Accompanying drawing explanation

Fig. 1 is the implementation method schematic flow sheet based on the speech recognition of mobile terminal device off-line in embodiment mono-;

Fig. 2 be embodiment illustrated in fig. 1 in HMM parameter training process flow diagram based on segmentation K mean algorithm;

Fig. 3 is the overall procedure schematic diagram that the present invention is based on the off-line audio recognition method of mobile terminal device;

Fig. 4 is the off-line audio recognition method schematic flow sheet based on mobile terminal device in embodiment bis-;

Fig. 5 is middle Chinese word segmentation schematic flow sheet embodiment illustrated in fig. 4;

Fig. 6 is the schematic flow sheet that after middle Chinese word segmentation embodiment illustrated in fig. 4, result echo arrives system interface bivariate table;

Fig. 7 is the realize system recorded voice oscillogram of the embodiment of the present invention three based on the speech recognition of mobile terminal device off-line;

Fig. 8 is the realize system acoustic analysis figure of the embodiment of the present invention three based on the speech recognition of mobile terminal device off-line;

Fig. 9 is the realize system analysis.conf configuration file figure of the embodiment of the present invention three based on the speech recognition of mobile terminal device off-line;

Figure 10 is the realize system HMM prototype file map of the embodiment of the present invention three based on the speech recognition of mobile terminal device off-line;

Figure 11 is the realize system HMM training process figure of the embodiment of the present invention three based on the speech recognition of mobile terminal device off-line;

Figure 12 is the realize system HTK tool rack composition of the embodiment of the present invention three based on the speech recognition of mobile terminal device off-line;

Figure 13 is the realize system HTK speech processes process flow diagram of the embodiment of the present invention three based on the speech recognition of mobile terminal device off-line.

Embodiment

For making object of the present invention, content and advantage clearer, below in conjunction with drawings and Examples, the specific embodiment of the present invention is described in further detail.Following examples are used for illustrating the present invention, but are not used for limiting the scope of the invention.

Embodiment mono-

The present embodiment provides a kind of implementation method based on the speech recognition of mobile terminal device off-line, and the method originates in step 101, gathers project vocabulary, and here project vocabulary is for the professional term of specific area, for everyday expressions and the phrase of specific area.

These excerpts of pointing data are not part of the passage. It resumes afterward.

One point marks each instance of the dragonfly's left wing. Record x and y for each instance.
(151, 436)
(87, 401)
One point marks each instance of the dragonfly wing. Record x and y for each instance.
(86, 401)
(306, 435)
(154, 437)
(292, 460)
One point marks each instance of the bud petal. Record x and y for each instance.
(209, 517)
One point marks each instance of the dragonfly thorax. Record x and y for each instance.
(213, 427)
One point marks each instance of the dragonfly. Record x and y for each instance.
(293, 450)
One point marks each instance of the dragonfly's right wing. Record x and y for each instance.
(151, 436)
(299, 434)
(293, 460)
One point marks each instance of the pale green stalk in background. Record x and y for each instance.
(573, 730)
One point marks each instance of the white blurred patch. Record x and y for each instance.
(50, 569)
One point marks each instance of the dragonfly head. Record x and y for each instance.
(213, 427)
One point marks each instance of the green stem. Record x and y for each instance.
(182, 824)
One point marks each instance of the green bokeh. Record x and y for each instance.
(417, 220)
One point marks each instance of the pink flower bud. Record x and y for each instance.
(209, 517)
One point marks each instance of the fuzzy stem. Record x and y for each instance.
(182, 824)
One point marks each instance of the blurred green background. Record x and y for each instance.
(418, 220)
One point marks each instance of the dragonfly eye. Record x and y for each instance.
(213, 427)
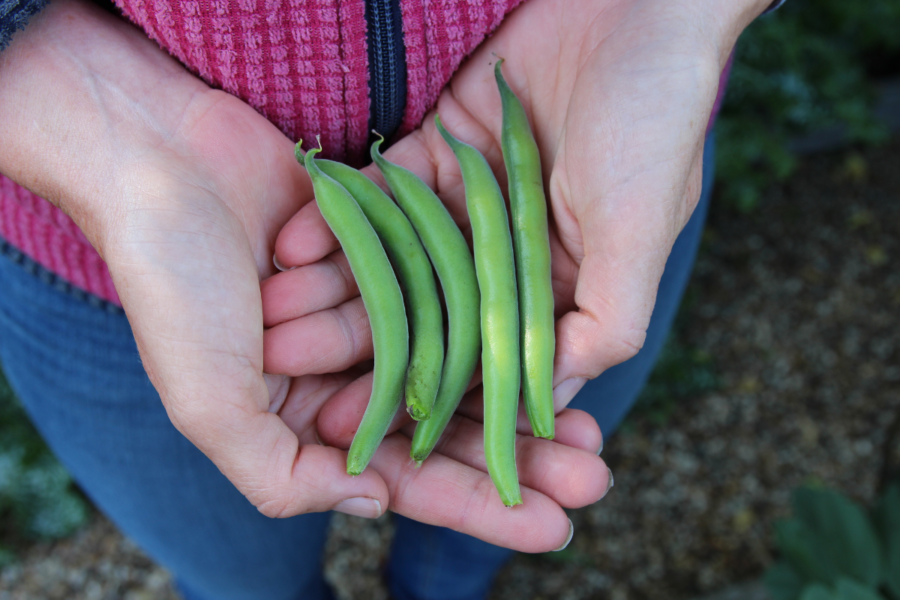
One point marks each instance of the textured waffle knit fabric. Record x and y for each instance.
(303, 64)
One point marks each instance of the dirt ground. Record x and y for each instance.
(793, 312)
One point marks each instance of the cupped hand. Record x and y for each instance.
(183, 190)
(619, 94)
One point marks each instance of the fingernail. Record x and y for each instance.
(564, 392)
(611, 482)
(367, 508)
(568, 539)
(278, 264)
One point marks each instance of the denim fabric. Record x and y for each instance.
(426, 561)
(72, 360)
(14, 15)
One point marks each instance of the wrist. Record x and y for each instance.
(83, 97)
(722, 23)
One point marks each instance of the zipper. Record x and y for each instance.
(387, 66)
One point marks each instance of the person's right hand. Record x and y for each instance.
(182, 190)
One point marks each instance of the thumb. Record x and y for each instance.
(191, 291)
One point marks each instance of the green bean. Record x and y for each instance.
(528, 206)
(495, 269)
(383, 301)
(453, 263)
(426, 322)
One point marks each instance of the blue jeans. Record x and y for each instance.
(72, 360)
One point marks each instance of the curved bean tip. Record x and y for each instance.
(298, 153)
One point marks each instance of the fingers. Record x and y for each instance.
(327, 341)
(574, 428)
(305, 238)
(306, 289)
(447, 493)
(339, 419)
(571, 476)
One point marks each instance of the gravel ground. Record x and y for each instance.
(795, 307)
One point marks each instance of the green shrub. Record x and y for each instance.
(833, 549)
(37, 497)
(806, 67)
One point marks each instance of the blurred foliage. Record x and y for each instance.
(682, 373)
(37, 497)
(808, 66)
(833, 549)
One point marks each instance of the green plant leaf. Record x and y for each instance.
(887, 520)
(783, 582)
(816, 591)
(835, 533)
(847, 589)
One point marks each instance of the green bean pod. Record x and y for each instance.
(455, 268)
(416, 277)
(496, 272)
(531, 237)
(383, 300)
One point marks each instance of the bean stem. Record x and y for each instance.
(383, 300)
(495, 270)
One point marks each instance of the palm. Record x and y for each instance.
(619, 101)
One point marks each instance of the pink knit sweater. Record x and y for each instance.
(303, 64)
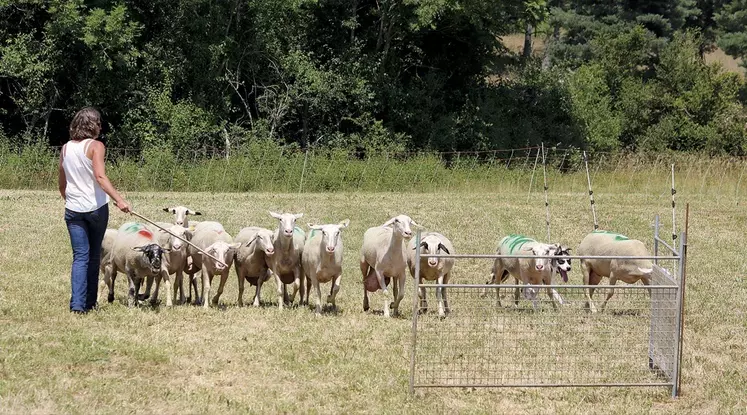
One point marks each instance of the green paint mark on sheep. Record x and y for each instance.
(134, 227)
(617, 236)
(515, 242)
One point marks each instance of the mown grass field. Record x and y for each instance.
(248, 360)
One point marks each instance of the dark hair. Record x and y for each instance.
(86, 124)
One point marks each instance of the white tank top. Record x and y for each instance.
(83, 193)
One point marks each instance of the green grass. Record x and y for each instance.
(239, 360)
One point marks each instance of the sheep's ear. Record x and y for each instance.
(443, 248)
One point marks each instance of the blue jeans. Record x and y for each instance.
(86, 234)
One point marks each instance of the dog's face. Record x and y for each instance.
(561, 263)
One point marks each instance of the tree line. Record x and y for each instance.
(431, 75)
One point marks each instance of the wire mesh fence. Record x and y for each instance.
(289, 170)
(553, 342)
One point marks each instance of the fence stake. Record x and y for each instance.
(591, 192)
(303, 171)
(674, 215)
(534, 169)
(547, 203)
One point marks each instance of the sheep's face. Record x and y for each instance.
(176, 243)
(433, 246)
(152, 254)
(562, 264)
(180, 214)
(263, 239)
(402, 225)
(541, 264)
(287, 223)
(224, 252)
(330, 234)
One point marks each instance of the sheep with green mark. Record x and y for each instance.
(606, 243)
(530, 271)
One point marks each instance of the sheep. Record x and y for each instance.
(432, 269)
(322, 260)
(605, 243)
(174, 262)
(180, 216)
(252, 259)
(213, 239)
(530, 271)
(136, 253)
(384, 256)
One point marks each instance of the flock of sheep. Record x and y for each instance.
(299, 261)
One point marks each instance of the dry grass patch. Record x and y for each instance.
(239, 360)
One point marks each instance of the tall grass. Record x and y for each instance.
(272, 168)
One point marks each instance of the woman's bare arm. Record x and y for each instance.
(99, 172)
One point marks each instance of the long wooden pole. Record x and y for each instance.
(132, 212)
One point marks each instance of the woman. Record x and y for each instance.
(84, 186)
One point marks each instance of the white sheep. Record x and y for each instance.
(530, 271)
(605, 243)
(136, 253)
(384, 257)
(180, 216)
(214, 240)
(173, 262)
(432, 269)
(322, 260)
(252, 260)
(288, 241)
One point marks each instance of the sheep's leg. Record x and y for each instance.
(133, 289)
(423, 301)
(148, 285)
(178, 287)
(399, 293)
(258, 292)
(281, 290)
(221, 285)
(206, 281)
(613, 281)
(334, 290)
(110, 274)
(440, 297)
(318, 291)
(242, 280)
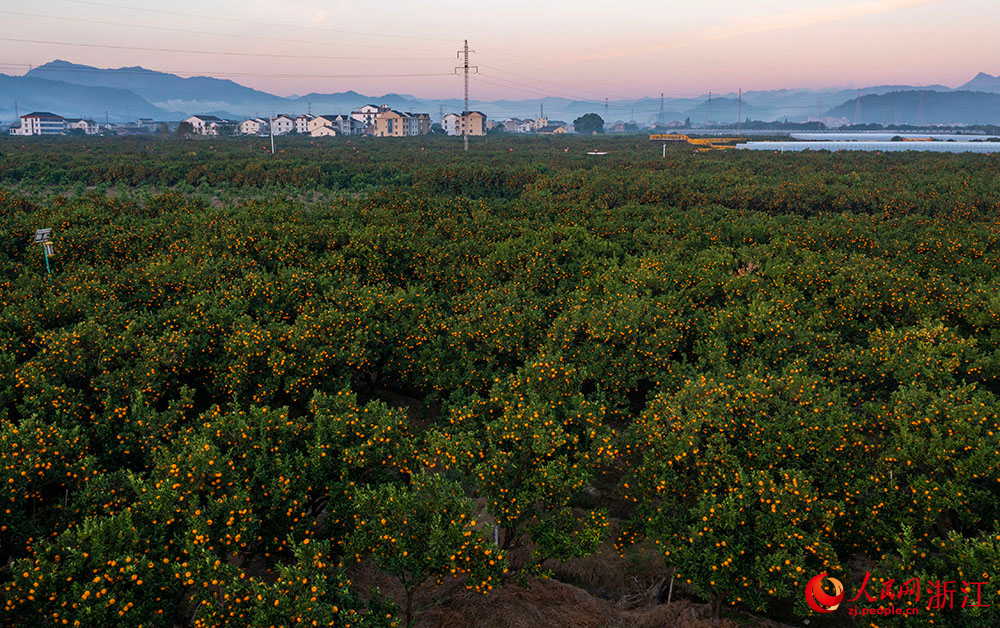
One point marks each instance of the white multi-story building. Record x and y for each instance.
(367, 114)
(302, 123)
(282, 124)
(343, 124)
(42, 123)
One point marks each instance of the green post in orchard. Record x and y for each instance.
(44, 237)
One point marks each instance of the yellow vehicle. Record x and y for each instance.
(704, 143)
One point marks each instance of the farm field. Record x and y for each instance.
(379, 383)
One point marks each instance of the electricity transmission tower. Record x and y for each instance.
(464, 55)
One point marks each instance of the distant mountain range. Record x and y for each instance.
(128, 93)
(924, 107)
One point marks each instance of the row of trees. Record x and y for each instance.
(193, 420)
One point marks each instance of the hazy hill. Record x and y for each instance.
(151, 93)
(67, 99)
(983, 83)
(924, 107)
(195, 94)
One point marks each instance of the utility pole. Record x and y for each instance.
(464, 54)
(739, 114)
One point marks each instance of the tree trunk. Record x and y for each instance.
(409, 607)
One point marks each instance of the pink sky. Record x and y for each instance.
(582, 49)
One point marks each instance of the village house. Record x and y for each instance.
(343, 124)
(552, 129)
(302, 123)
(392, 123)
(254, 126)
(366, 114)
(323, 131)
(282, 124)
(526, 126)
(88, 127)
(199, 124)
(511, 125)
(222, 127)
(41, 123)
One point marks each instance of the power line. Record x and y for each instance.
(219, 52)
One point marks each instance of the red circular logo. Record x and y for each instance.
(818, 599)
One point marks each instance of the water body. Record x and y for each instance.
(862, 136)
(934, 147)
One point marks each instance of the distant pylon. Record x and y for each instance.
(739, 113)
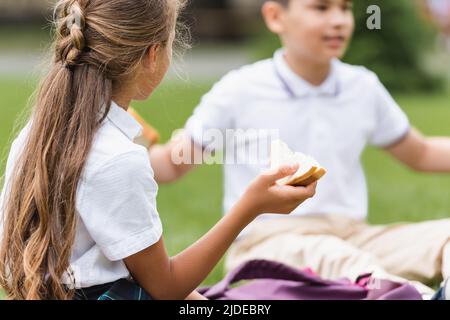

In step 102, utilize hidden Markov HMM model training acoustic model data and the language model data based on probability statistics based on described project vocabulary.Described acoustic model data is HMM parameter optimization Algorithm for Training based on segmentation K mean algorithm.Described language model data are based on NGram Algorithm for Training.

NGram algorithm is mainly that the appearance of N word is only to N-1 word is relevant above based on so a kind of hypothesis, and all uncorrelated with other any word, the probability of whole sentence is exactly the product of each word probability of occurrence.These probability can obtain by directly add up the number of times that N word occur from language material simultaneously.That conventional is the Bi-Gram of binary and the Tri-Gram of ternary.Computing formula is as follows: P(w _n| w ₁, w ₂..., w _n-1)=C (w ₁, w ₂..., w _n)/C (w ₁, w ₂..., w _n-1), according to law of great number, in the situation that front N-1 word occurs, the probability of N word appearance is the frequency that frequency that this N word occurs simultaneously occurs divided by N-1 word simultaneously.Take promotion prospect as example, calculate exactly in situation about having occurred before promoting, the probability that scape occurs, i.e. P(scape | push away, wide, front)=C (push away, wide, front, scape)/C (pushing away, wide, front).Utilizing NGram Algorithm for Training speech data is exactly based on context to train the probability occurring in the situation that in dictionary, other words of each word occur simultaneously, then the result storage of training in speech model.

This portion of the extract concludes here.